5. Please comment the three works. How are their differences demonstrated?
ZFZ: There are comparatively bigger changes in the composition of the three editions. Though maintaining the image of “Liberty” (certainly also because earlier on she was the one who inspired me), these images have not been made extraordinary. I used simple methods to portray her, and then let her be concealed repetitively and at the end discovered that she has transformed from the flesh into a sculpture. In the last edition, I involuntarily painted some ruins and relics next to her. Without humans, without lives, I feel that this might be an ultimate state of freedom. Regarding the differences among the three editions, the key remains the color handling. The pureness of the hue of From 1830 till now is maximum among the three. I wanted to use such intense colors to embody the contemporaneity.
In my previous creation the “Scribble series”, the proportion of greyish black in the painting was often larger, whereas the way the other colors appeared always resembles the lit spots of tree branches and twigs. However, in the last edition, plenty of colorful lines independently exist in the painting; they have no specific meaning. When painting them, I recalled the electric light; I don’t know what the viewer would think.
6.You have mentioned several times about the image of Liberty; what does she mean to you?

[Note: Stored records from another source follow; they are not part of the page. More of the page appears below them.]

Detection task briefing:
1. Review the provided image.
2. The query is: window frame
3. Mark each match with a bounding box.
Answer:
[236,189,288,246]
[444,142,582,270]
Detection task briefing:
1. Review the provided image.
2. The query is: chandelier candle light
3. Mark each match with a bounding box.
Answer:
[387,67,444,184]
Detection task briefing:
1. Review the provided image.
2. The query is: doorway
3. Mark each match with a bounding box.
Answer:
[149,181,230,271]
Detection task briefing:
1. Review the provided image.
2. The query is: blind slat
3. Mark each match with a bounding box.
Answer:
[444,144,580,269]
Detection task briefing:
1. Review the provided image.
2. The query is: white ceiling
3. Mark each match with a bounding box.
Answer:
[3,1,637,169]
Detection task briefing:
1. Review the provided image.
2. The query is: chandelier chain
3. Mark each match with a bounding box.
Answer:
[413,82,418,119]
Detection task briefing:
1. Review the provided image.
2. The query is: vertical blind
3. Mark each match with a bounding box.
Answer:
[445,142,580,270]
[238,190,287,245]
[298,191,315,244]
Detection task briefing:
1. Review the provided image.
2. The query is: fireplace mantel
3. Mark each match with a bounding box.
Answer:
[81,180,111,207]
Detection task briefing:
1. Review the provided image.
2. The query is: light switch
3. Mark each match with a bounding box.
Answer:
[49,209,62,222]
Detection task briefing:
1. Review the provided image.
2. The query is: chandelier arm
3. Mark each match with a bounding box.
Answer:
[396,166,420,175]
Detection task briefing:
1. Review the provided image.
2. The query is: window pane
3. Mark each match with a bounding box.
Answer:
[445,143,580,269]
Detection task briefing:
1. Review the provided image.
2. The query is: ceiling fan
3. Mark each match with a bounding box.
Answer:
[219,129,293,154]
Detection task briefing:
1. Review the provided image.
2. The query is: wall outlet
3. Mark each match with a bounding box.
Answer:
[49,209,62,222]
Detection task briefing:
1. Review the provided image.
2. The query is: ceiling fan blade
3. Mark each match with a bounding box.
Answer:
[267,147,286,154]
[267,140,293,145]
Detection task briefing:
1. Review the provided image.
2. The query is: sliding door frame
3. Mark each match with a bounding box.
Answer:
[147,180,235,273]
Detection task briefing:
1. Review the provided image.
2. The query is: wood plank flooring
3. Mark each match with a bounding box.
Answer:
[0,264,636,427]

ZFZ: I think she symbolizes primarily artistic freedom and physical freedom as well. Once there is physical existence, humans have desires and confrontations, and have the other, the self, the mass and the individual. This seems to be a permanently irresolvable false discourse. Once there is cognition, humans are permanently unable to have absolute sense of freedom. Therefore, in our Eastern philosophy, the real transcendence always begins with “nirvana”, i.e., the demise of physical existence, where the lingered desired could no longer exist with the decease of the body, thereby forming no more restrains…But this would be another huge topic.
7. How do you think that your own works are to be displayed in such exhibition landmarks as the Louvre?
ZFZ: My feelings are complex. The Louvre is full of masterpieces; I still could not imagine how it would like when my works are shown there. I believe, generation after generation, that young people participate in art because of having seen the ascendants’ masterpieces. Human lifespan is short, but beauty is eternal. This is precisely the charm of art.
8. Who would you like to see as your viewer?
ZFZ: It would be the artistic masters who created the great works. In my imagination, after the museum is closed and where the light is off, their spirits would emerge from the paintings; maybe they would express their opinions on all the artworks. I want to know how they comment my works.
9. In your opinion, what is freedom?
ZFZ: To me, freedom implies a creation coming absolutely from the heart, regardless of any influences from people and the mundane.